Le juge doit également tenir compte des risques inhérents à certains sports. Le risque de se blesser en faisant du VTT de descente est plus grand qu’en jouant au tennis de table. Un coup de poing lors d’un match de boxe doit être interprété différemment d’un coup de poing lors d’un match de football. Cependant, cela ne doit pas empêcher l’athlète de toujours respecter les règles du jeu et les normes générales de diligence.

L’athlète qui s’affirme victime d’un acte illicite devra, outre l’erreur, prouver le préjudice et le lien de causalité entre l’erreur et le préjudice.

La doctrine de la responsabilité civile peut en effet être appliquée dans certains cas dans un contexte lié au sport.

Responsabilité pénale

Les poursuites pénales contre un sportif à la suite d’un accident sportif reposent dans la plupart des cas sur les articles 398 SW ou 418 à . 420 SW.

L’article 398 SW punit le délit de coups et blessures volontaires. D’une part, ce crime présuppose une composante matérielle, le fait de infliger des coups et blessures. D’un autre côté, il doit y avoir une composante morale, à savoir le fait d’infliger sciemment et volontairement ces coups et ces blessures.

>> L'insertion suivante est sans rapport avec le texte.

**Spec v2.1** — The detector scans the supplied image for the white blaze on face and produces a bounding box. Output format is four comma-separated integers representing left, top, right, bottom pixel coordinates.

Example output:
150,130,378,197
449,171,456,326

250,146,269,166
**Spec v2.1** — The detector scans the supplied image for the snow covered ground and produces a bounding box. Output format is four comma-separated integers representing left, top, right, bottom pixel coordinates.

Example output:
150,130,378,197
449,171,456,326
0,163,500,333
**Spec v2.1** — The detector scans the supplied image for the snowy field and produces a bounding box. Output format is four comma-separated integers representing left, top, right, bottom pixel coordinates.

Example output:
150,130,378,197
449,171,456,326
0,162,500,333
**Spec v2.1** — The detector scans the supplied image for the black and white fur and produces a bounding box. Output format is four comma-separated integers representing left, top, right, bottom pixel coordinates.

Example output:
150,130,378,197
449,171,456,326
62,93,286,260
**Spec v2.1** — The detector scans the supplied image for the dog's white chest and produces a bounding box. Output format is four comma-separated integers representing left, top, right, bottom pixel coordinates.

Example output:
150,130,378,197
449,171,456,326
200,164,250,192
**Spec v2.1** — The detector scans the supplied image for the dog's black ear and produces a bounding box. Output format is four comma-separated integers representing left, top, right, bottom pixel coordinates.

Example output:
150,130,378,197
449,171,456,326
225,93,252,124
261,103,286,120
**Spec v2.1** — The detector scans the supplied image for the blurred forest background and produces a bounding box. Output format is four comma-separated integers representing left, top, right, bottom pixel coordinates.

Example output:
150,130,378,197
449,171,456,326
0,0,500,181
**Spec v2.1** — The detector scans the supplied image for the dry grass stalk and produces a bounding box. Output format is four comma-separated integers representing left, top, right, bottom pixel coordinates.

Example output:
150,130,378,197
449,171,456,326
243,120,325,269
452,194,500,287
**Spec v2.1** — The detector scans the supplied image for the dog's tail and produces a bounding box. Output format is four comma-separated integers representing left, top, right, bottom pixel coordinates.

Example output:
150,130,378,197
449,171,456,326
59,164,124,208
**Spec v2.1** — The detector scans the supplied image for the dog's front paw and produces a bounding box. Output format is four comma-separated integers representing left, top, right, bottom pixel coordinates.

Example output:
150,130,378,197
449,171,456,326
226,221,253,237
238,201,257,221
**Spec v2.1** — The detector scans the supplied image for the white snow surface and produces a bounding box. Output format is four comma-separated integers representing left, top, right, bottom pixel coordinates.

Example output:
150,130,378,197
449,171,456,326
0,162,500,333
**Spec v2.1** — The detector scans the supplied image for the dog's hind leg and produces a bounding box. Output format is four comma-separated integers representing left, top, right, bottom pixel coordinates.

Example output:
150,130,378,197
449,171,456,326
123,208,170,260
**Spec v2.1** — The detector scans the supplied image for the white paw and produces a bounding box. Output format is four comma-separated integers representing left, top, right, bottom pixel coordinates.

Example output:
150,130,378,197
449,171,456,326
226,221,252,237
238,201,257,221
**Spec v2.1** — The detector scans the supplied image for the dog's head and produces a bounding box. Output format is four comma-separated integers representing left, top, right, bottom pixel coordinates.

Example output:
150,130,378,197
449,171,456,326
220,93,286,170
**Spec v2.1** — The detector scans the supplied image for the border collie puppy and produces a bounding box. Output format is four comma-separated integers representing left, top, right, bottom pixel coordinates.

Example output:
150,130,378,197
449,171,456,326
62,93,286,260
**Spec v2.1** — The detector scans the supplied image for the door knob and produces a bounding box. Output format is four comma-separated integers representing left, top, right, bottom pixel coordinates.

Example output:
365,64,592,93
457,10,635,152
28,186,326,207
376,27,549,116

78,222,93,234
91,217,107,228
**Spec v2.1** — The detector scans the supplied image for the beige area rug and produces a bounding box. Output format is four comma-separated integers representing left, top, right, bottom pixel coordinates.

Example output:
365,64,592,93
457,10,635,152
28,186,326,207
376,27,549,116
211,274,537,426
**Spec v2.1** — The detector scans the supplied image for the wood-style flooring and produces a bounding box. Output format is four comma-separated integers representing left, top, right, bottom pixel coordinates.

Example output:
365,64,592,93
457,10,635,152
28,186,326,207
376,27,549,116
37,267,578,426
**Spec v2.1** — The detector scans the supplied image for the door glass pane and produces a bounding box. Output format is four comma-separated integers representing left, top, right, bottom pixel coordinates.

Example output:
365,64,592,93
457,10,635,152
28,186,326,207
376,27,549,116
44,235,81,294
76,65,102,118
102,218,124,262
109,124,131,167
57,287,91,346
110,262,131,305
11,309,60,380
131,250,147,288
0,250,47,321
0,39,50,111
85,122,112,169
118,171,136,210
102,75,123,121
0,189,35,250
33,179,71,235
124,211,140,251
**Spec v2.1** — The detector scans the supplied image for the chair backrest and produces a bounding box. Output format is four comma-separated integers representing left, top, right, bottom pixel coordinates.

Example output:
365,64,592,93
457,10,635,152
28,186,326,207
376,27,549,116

À première vue, on pourrait penser que les sports de contact comme le karaté, le rugby ou encore le football pourraient par définition engager une responsabilité au sens de l’art. 398 Fr. Cependant, malgré l’interdiction de toute dérogation consensuelle au droit pénal, qui est d’ordre public, il est généralement admis que ces sports échappent au champ d’application de l’article 398 SW. Bien entendu, cela ne s’applique qu’aux comportements autorisés selon les règlements du sport en question. Lorsqu’un joueur de football utilise Si un tacle délibéré casse la jambe d’un adversaire, celui-ci peut bien entendu être poursuivi.

Articles 418 à 420 du Code pénal. faire face aux agressions et aux blessures accidentelles. Il s’agit des cas dans lesquels un athlète, par manque de prudence ou de précaution, provoque des coups et blessures sur un tiers. Ce manque de prudence s’apprécie dans le contexte du sport pratiqué. Lorsqu’un athlète enfreint les règles du jeu, on ne peut pas automatiquement lui reprocher un manque de prudence ou de précaution. Comme pour la faute civile, le comportement de l’athlète doit être comparé au comportement d’une personne normale, prudente et raisonnable placée dans les mêmes circonstances.

La responsabilité pénale peut également être appliquée dans certains cas dans un contexte lié au sport.